I'm attempting to train an XgBoost model with a Spark DataFrame that looks like this :
+--------------------+-------------------+
| features| TARGET_VAL|
+--------------------+-------------------+
|(122,[0,1,9,10,11...| 0.0|
|(122,[0,1,8,9,11,...| 14.577420000000002|
|[4.0,1.0,0.0,0.0,...| 65.44524|
|(122,[0,1,8,9,11,...| 0.0|
|(122,[0,1,8,9,10,...| 18.27017|
|(122,[0,1,8,11,12...| 0.0|
|(122,[0,1,8,10,11...| 75.75954|
|(122,[0,1,10,11,1...| 65.32013|
|[1.0,0.0,1.0,0.0,...| 171.16563|
|(122,[0,1,8,11,12...| 0.0|
|(122,[0,1,8,9,11,...| 0.0|
|(122,[0,1,8,10,11...| 2.27041|
|(122,[0,1,11,12,2...| 0.0|
|[4.0,1.0,0.0,0.0,...| 76.08024|
|(122,[0,1,8,9,11,...| 0.0|
|(122,[0,1,8,10,11...| 15.31895|
|(122,[0,1,8,10,11...| 122.56702|
|(122,[0,1,8,10,11...|-30.268179999999997|
|(122,[0,1,8,10,11...| 0.0|
|(122,[0,1,10,11,4...| 136.80025|
+--------------------+-------------------+
I'm using sparkxgb (XgBoost with PySpark) and I'm training the model like this :
paramMap = {'eta': 0.1, 'subsample': 0.8}
xgbClassifier = XGBoostClassifier(**paramMap) \
.setFeaturesCol("features") \
.setLabelCol("TARGET_VAL")
When I'm training the model with :
xgboostModel = xgbClassifier.fit(df)
I'm getting the following error :
java.lang.IllegalArgumentException: requirement failed: Classifier found max label value = 23470.00821 but requires integers in range [0, ... 2147483647)

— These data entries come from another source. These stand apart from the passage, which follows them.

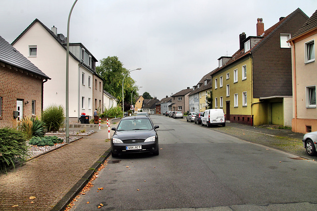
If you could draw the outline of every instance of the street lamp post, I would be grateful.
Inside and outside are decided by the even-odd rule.
[[[132,92],[131,93],[131,105],[133,105],[133,102],[132,102],[132,94],[133,93],[133,91],[134,91],[134,90],[135,89],[136,89],[138,88],[142,88],[143,86],[140,86],[140,87],[137,87],[136,88],[135,88],[134,89],[133,89],[133,90],[132,91]]]
[[[129,72],[128,72],[126,74],[125,74],[124,75],[124,77],[123,77],[123,80],[122,80],[122,112],[123,113],[123,116],[122,116],[122,118],[123,117],[124,117],[124,96],[123,96],[123,82],[124,81],[124,79],[125,78],[125,77],[127,76],[127,75],[131,73],[132,71],[134,71],[135,70],[140,70],[141,69],[141,68],[138,68],[138,69],[136,69],[135,70],[130,70]]]
[[[67,35],[66,38],[67,41],[67,47],[66,47],[66,105],[65,105],[65,122],[66,122],[66,126],[65,126],[65,132],[66,133],[66,143],[69,143],[69,84],[68,84],[68,77],[69,77],[69,72],[68,72],[68,66],[69,64],[69,22],[70,22],[70,15],[71,14],[71,12],[73,11],[73,9],[74,8],[74,6],[75,6],[75,4],[76,2],[77,2],[77,0],[75,0],[75,2],[73,4],[73,6],[71,7],[71,9],[70,9],[70,11],[69,11],[69,15],[68,15],[68,21],[67,21]]]

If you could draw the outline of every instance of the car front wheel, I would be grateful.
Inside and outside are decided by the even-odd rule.
[[[315,145],[314,144],[313,141],[311,139],[308,140],[306,142],[306,152],[308,155],[311,156],[313,156],[316,154],[316,149],[315,149]]]

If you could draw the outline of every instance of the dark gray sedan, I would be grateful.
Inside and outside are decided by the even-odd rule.
[[[158,136],[151,119],[146,116],[127,117],[121,119],[111,139],[113,157],[119,154],[150,152],[158,155]]]

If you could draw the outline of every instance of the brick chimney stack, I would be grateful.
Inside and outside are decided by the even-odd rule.
[[[262,21],[263,19],[258,18],[258,23],[257,23],[257,36],[261,36],[264,33],[264,23]]]

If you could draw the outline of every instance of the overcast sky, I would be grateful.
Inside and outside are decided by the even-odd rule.
[[[11,43],[36,18],[67,34],[74,0],[0,0],[0,36]],[[316,0],[78,0],[70,42],[81,42],[98,60],[116,56],[139,93],[161,99],[192,88],[239,48],[239,35],[256,36],[300,8],[309,17]],[[98,65],[98,64],[97,65]]]

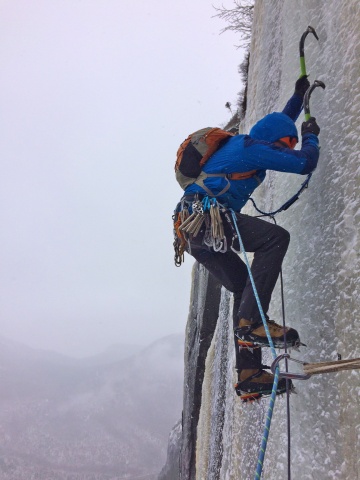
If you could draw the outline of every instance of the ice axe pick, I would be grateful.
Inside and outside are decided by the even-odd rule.
[[[310,25],[308,28],[305,30],[305,32],[301,35],[300,39],[300,44],[299,44],[299,49],[300,49],[300,77],[307,75],[306,73],[306,65],[305,65],[305,51],[304,51],[304,45],[305,45],[305,38],[309,35],[309,33],[312,33],[316,40],[319,40],[319,37],[317,36],[315,32],[315,28],[311,27]]]
[[[310,115],[310,97],[312,92],[315,90],[316,87],[321,87],[325,89],[325,83],[321,80],[315,80],[315,82],[306,90],[304,95],[304,113],[305,113],[305,120],[309,120],[311,117]]]

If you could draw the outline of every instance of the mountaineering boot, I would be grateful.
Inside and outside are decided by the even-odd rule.
[[[239,372],[238,377],[239,381],[235,385],[235,391],[243,402],[258,400],[263,395],[271,395],[274,384],[274,375],[271,373],[262,369],[244,369]],[[293,390],[291,380],[288,380],[288,388],[290,392]],[[276,395],[281,395],[285,392],[286,379],[280,378]]]
[[[275,348],[285,348],[284,327],[278,325],[274,320],[267,320],[270,336]],[[294,328],[285,327],[286,347],[299,347],[301,345],[298,332]],[[235,336],[247,344],[269,346],[269,340],[266,336],[264,324],[262,322],[251,323],[245,318],[241,318],[239,326],[234,330]]]

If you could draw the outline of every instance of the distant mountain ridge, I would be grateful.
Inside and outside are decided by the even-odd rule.
[[[97,362],[1,338],[0,478],[156,478],[181,415],[183,345],[171,335]]]

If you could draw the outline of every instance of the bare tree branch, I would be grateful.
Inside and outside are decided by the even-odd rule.
[[[235,31],[240,34],[240,47],[249,47],[251,40],[251,29],[254,12],[254,0],[234,0],[234,8],[228,9],[223,5],[222,7],[214,7],[217,14],[214,17],[219,17],[225,20],[228,24],[221,30],[224,33],[228,30]]]

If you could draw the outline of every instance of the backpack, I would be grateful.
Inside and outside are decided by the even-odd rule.
[[[191,133],[180,145],[176,154],[175,177],[180,187],[185,190],[193,183],[201,186],[209,195],[220,196],[228,190],[230,182],[217,195],[214,195],[204,184],[208,177],[225,177],[228,180],[245,180],[256,176],[256,170],[242,173],[205,173],[202,167],[211,155],[221,148],[235,134],[221,128],[206,127]]]
[[[206,127],[191,133],[176,154],[175,176],[181,188],[196,182],[203,165],[234,134],[221,128]]]

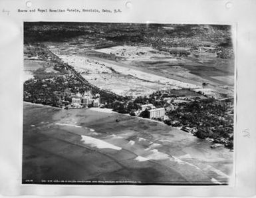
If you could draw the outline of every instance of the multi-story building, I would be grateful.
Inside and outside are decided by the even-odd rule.
[[[152,118],[161,118],[164,117],[164,108],[159,108],[148,110],[148,117]]]

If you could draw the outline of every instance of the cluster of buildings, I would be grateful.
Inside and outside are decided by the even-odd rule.
[[[141,111],[148,110],[148,118],[150,119],[153,118],[163,118],[165,116],[165,110],[164,108],[156,108],[152,104],[142,104],[140,106],[140,109]]]
[[[82,96],[77,96],[72,98],[71,107],[74,108],[86,108],[86,107],[99,107],[100,94],[96,94],[94,96],[88,92],[84,93]]]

So, I cast the TARGET_VAL column to int and upon doing that I'm getting the following error :
java.lang.IllegalArgumentException: requirement failed: Classifier inferred 23471 from label values in column XGBoostClassifier_37d67e9f2233__labelCol, but this exceeded the max numClasses (100) allowed to be inferred from values. To avoid this error for labels with > 100 classes, specify numClasses explicitly in the metadata; this can be done by applying StringIndexer to the label column.
I'm new to XgBoost and Machine Learning. I think TARGET_VAL is the column that the trained model will predict for a test dataset and it's supposed to be a floating point value. So, what am I doing wrong? Do I need to configure the model with different parameters?